Oh that men would praise the LORD for His goodness, and for His wonderful works to the children of men. Let them sacrifice the sacrifices of thanksgiving, and declare His works with rejoicing.” The Psalmist associates the qualities of praise, sacrifice and witness to others with the discharge of the debt of gratitude.

The writings of the apostles make it clear that the giving of thanks is an essential accompaniment to all other aspects of Christian living. But first of all, there must be a heart of gratitude within, a full recognition of the bountiful grace of our Heavenly Father and an appreciation of all His gifts.

We read in James 1:17 that “every good gift and every perfect gift is from above, and cometh down from the Father of lights, with whom is no variableness, neither shadow of turning.” What, then, of His “unspeakable gift”? How can we adequately thank God for His so great love in the gift of His dearly beloved and only-begotten Son? Surely we can offer nothing less than lives of thankfulness in every part.
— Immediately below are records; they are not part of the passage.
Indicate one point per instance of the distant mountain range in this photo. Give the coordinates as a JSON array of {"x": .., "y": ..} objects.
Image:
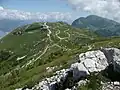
[{"x": 100, "y": 25}]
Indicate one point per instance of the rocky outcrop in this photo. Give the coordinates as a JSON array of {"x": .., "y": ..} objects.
[{"x": 89, "y": 62}]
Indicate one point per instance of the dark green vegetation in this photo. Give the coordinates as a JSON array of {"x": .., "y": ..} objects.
[
  {"x": 102, "y": 26},
  {"x": 32, "y": 48}
]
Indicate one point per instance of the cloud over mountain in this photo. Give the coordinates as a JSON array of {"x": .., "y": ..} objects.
[
  {"x": 105, "y": 8},
  {"x": 16, "y": 14}
]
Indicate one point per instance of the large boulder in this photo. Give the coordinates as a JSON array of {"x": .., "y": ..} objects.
[
  {"x": 92, "y": 61},
  {"x": 89, "y": 62},
  {"x": 113, "y": 57}
]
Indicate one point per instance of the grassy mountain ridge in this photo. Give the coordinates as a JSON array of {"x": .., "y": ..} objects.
[{"x": 31, "y": 48}]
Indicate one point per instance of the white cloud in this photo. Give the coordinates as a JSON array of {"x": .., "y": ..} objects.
[
  {"x": 49, "y": 16},
  {"x": 105, "y": 8}
]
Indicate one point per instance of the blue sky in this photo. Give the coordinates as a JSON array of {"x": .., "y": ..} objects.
[
  {"x": 37, "y": 5},
  {"x": 41, "y": 6}
]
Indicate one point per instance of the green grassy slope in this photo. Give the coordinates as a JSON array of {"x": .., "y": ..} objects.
[{"x": 30, "y": 49}]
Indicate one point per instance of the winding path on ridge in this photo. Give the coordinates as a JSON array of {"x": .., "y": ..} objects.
[{"x": 48, "y": 46}]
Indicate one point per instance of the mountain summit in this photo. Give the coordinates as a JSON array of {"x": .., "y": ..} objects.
[{"x": 102, "y": 26}]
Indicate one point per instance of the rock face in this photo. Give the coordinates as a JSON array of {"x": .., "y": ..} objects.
[{"x": 89, "y": 62}]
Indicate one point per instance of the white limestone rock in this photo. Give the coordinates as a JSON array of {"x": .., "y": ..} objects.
[{"x": 92, "y": 61}]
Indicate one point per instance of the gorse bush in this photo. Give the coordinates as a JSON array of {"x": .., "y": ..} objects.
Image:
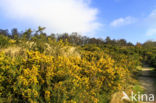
[
  {"x": 37, "y": 68},
  {"x": 4, "y": 41},
  {"x": 40, "y": 78}
]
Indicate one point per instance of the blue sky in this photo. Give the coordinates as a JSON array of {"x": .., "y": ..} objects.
[{"x": 133, "y": 20}]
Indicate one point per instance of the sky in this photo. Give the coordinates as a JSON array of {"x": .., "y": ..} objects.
[{"x": 133, "y": 20}]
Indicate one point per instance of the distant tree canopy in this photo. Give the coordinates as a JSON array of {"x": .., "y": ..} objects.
[{"x": 147, "y": 49}]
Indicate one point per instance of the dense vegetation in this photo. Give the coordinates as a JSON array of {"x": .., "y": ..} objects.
[{"x": 35, "y": 67}]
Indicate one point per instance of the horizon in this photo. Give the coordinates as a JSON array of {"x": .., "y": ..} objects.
[{"x": 133, "y": 21}]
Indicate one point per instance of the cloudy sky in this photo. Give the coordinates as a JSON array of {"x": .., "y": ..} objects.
[{"x": 133, "y": 20}]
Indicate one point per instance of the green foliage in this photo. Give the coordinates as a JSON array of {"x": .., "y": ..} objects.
[{"x": 4, "y": 41}]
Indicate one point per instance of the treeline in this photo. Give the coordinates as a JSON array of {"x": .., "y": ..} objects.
[
  {"x": 36, "y": 67},
  {"x": 147, "y": 50}
]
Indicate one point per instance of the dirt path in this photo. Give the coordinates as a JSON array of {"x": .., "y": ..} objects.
[{"x": 147, "y": 79}]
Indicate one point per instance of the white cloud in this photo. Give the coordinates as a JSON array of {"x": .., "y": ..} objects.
[
  {"x": 122, "y": 21},
  {"x": 57, "y": 15},
  {"x": 151, "y": 23},
  {"x": 151, "y": 32}
]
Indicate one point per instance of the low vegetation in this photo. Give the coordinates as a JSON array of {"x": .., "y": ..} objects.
[{"x": 66, "y": 68}]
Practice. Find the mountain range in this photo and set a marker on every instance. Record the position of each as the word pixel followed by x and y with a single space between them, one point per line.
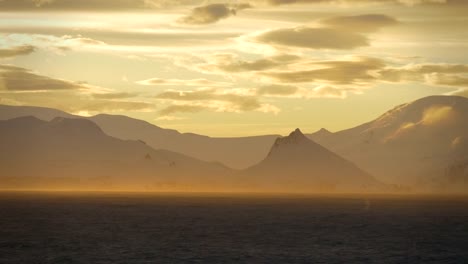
pixel 421 144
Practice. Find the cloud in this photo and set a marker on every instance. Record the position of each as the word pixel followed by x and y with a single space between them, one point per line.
pixel 360 23
pixel 212 13
pixel 313 38
pixel 404 2
pixel 14 78
pixel 355 71
pixel 291 91
pixel 218 100
pixel 230 63
pixel 433 74
pixel 278 90
pixel 180 82
pixel 102 5
pixel 184 108
pixel 16 51
pixel 113 95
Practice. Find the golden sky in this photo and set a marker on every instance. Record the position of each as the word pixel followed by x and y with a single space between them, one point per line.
pixel 232 68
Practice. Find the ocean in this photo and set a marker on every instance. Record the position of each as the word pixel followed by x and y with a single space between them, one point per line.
pixel 223 228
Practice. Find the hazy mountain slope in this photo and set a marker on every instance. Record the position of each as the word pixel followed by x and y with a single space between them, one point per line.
pixel 77 152
pixel 296 163
pixel 43 113
pixel 409 143
pixel 237 153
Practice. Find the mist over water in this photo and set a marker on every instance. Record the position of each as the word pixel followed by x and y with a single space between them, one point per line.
pixel 189 228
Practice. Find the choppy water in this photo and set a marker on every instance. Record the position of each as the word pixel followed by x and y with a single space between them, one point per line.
pixel 104 228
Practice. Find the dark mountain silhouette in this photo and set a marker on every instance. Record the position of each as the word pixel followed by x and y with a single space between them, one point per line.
pixel 296 163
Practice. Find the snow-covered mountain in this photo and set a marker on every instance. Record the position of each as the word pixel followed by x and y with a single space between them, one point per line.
pixel 410 144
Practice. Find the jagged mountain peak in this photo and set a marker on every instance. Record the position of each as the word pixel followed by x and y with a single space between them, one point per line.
pixel 294 137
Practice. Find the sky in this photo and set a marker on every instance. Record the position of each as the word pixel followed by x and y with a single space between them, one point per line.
pixel 232 68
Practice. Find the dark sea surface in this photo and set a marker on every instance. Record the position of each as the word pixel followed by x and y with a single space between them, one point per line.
pixel 134 228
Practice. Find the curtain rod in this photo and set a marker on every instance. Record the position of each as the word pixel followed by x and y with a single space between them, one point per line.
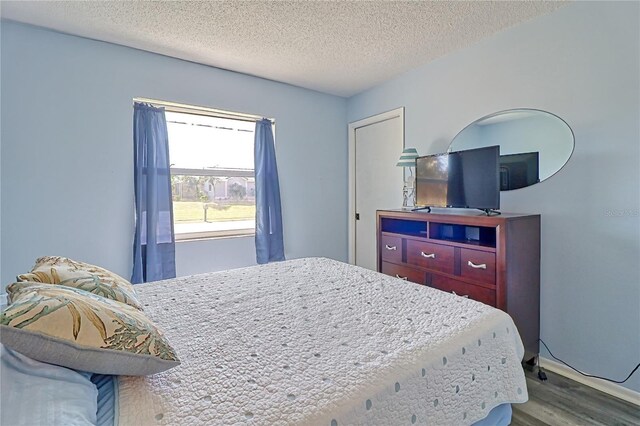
pixel 178 107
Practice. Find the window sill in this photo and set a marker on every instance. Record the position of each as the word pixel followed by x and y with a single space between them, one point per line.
pixel 199 236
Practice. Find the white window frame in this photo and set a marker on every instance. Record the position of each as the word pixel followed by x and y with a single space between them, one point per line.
pixel 211 112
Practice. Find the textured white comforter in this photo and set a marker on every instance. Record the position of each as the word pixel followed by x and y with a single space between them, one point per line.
pixel 315 341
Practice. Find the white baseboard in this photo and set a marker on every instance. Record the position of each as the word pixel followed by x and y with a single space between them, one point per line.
pixel 610 388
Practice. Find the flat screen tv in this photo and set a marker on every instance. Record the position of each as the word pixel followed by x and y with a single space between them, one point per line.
pixel 519 170
pixel 464 179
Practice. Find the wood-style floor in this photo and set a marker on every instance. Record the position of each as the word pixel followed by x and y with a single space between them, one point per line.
pixel 560 401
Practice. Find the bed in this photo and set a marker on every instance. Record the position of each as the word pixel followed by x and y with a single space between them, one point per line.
pixel 315 341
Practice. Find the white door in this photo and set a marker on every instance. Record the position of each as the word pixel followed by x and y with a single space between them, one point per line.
pixel 375 146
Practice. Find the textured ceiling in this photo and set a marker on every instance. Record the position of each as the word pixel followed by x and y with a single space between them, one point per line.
pixel 336 47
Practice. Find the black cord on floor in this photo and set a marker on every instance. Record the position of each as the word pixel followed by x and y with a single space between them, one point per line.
pixel 585 374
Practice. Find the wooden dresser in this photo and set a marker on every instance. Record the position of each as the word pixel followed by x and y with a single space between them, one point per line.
pixel 491 259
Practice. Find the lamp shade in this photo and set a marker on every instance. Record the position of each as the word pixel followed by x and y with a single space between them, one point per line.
pixel 408 158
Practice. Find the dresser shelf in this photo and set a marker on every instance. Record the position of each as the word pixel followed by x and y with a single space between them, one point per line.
pixel 491 259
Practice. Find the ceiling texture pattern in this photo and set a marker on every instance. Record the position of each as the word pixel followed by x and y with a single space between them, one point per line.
pixel 335 47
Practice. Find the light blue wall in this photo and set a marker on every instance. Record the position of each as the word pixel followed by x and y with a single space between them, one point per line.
pixel 67 154
pixel 581 63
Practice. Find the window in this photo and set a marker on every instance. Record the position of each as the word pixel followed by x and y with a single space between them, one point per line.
pixel 212 172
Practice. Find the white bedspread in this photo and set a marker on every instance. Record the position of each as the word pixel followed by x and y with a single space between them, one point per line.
pixel 315 341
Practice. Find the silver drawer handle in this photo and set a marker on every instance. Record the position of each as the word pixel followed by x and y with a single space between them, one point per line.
pixel 474 266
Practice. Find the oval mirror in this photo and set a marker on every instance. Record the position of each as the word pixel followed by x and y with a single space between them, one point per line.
pixel 534 144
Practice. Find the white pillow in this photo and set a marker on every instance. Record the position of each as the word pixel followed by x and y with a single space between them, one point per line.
pixel 34 393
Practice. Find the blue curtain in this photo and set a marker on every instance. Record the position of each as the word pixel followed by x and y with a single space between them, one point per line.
pixel 269 242
pixel 154 245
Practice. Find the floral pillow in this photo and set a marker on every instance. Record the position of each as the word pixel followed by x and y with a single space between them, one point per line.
pixel 76 329
pixel 94 279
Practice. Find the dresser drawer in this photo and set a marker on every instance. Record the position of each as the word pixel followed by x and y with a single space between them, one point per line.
pixel 437 257
pixel 478 265
pixel 460 288
pixel 403 272
pixel 391 248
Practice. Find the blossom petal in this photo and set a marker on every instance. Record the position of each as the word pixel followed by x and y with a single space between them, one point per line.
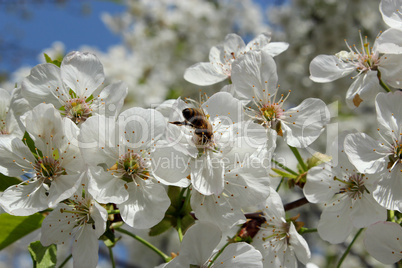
pixel 388 192
pixel 24 199
pixel 364 88
pixel 106 188
pixel 365 153
pixel 299 245
pixel 335 224
pixel 306 124
pixel 239 255
pixel 82 72
pixel 390 13
pixel 328 68
pixel 204 74
pixel 207 174
pixel 255 75
pixel 366 211
pixel 44 84
pixel 389 112
pixel 383 240
pixel 216 209
pixel 146 205
pixel 112 98
pixel 85 248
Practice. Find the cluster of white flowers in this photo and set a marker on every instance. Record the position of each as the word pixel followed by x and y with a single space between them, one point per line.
pixel 78 155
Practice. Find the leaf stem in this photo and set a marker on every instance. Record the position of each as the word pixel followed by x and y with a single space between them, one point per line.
pixel 179 231
pixel 219 253
pixel 146 243
pixel 115 211
pixel 307 230
pixel 65 261
pixel 382 84
pixel 284 167
pixel 299 158
pixel 111 257
pixel 348 248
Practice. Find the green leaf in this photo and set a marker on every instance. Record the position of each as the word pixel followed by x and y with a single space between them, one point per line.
pixel 43 256
pixel 49 60
pixel 161 227
pixel 13 228
pixel 6 182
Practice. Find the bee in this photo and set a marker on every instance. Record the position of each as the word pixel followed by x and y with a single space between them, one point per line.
pixel 196 118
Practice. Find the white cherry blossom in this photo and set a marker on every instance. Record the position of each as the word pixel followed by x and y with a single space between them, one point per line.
pixel 277 240
pixel 207 153
pixel 346 194
pixel 128 150
pixel 52 173
pixel 255 78
pixel 74 87
pixel 80 219
pixel 222 57
pixel 382 157
pixel 198 249
pixel 391 12
pixel 383 240
pixel 368 62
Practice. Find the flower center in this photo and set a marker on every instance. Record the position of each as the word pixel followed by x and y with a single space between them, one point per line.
pixel 355 187
pixel 364 60
pixel 77 110
pixel 48 169
pixel 270 113
pixel 132 165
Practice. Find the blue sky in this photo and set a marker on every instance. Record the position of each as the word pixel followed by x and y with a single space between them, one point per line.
pixel 30 26
pixel 47 23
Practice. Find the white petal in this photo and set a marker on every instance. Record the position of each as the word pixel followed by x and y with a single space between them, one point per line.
pixel 383 241
pixel 168 165
pixel 320 186
pixel 239 255
pixel 364 88
pixel 390 13
pixel 146 205
pixel 139 128
pixel 43 84
pixel 207 236
pixel 216 209
pixel 388 192
pixel 276 48
pixel 204 74
pixel 366 154
pixel 207 174
pixel 255 75
pixel 106 188
pixel 15 157
pixel 24 200
pixel 63 187
pixel 389 112
pixel 299 245
pixel 85 248
pixel 233 43
pixel 45 126
pixel 112 98
pixel 98 141
pixel 82 72
pixel 306 124
pixel 335 224
pixel 224 105
pixel 367 211
pixel 391 70
pixel 56 227
pixel 390 41
pixel 328 68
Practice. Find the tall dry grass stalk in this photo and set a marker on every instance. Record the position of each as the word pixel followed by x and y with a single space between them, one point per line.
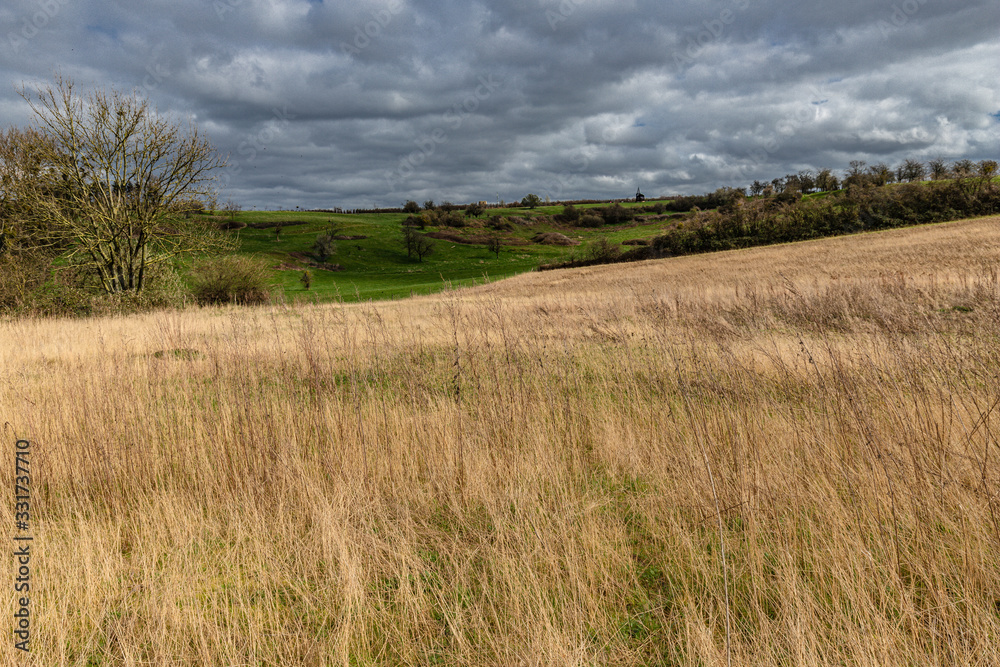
pixel 522 474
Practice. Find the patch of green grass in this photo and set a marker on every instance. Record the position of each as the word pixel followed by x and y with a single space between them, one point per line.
pixel 377 267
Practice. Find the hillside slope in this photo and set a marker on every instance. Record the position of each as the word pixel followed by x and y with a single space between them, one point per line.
pixel 777 456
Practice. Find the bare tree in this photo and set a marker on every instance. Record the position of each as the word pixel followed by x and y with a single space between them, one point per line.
pixel 116 178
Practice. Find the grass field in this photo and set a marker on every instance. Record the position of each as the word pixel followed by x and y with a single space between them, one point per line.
pixel 377 267
pixel 779 456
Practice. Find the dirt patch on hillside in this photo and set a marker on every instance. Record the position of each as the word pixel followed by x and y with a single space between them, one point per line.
pixel 554 238
pixel 474 239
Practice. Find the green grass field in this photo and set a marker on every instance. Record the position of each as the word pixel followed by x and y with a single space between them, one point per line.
pixel 377 267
But is it possible to maintain a spirit of gratitude to God always and in every situation? While it is certainly not in our fallen and imperfect human nature to do so, the Christian perspective should be a different one from that of the world. One of the great axioms of our faith is presented in Rom. 8:28: “We know that all things work together for good to them that love God, to them who are called according to His purpose.

It is God’s will that we show forth His praises in lives of inner peace, ready for all His perfect will. Let us be truly thankful for all that He has done for us in Christ — for rich blessings already received, and for the even richer blessings still to come.

Consider that perfect example of thankfulness in our loving Savior. He through whom and for whom all things were created, and in whom all things consisted, always gave thanks to the Father for the daily fare He shared with the disciples. He gave thanks for those whom the Father had given to receive of His word (Matt. 11:25, John 17:6), and for answered prayer. — John 11:41,42

Each one of us has much for which to be thankful. And all His exceeding great and precious promises are yea and amen in Christ Jesus. They are certain of fulfillment because of the faithfulness of our dear Lord and Savior. How can we be other than a thankful people when we remain mindful of the riches of His grace toward us already experienced! Each prayer should be first an offering of praise and thanks as it says in Psalm 100 -

Of course our expressions of thankfulness should not be limited to our loving Father. Let us never take for granted and let pass un-noted the generosity and kindness of others; it is good to be grateful for all such loving assistance. And it is important that we let them know of our appreciation. Our quiet sincere expression to benefactors may be to them a needed tonic of encouragement along the narrow way. And our spirit of gratitude will be a factor in that character development which God desires in us.

May our lives be lives of thankfulness and praise in every part: first to our Heavenly Father for all the riches of His grace; to His dear Son, our Savior, who loved us and gave Himself for us; and towards all whose love and kindness enrich our lives.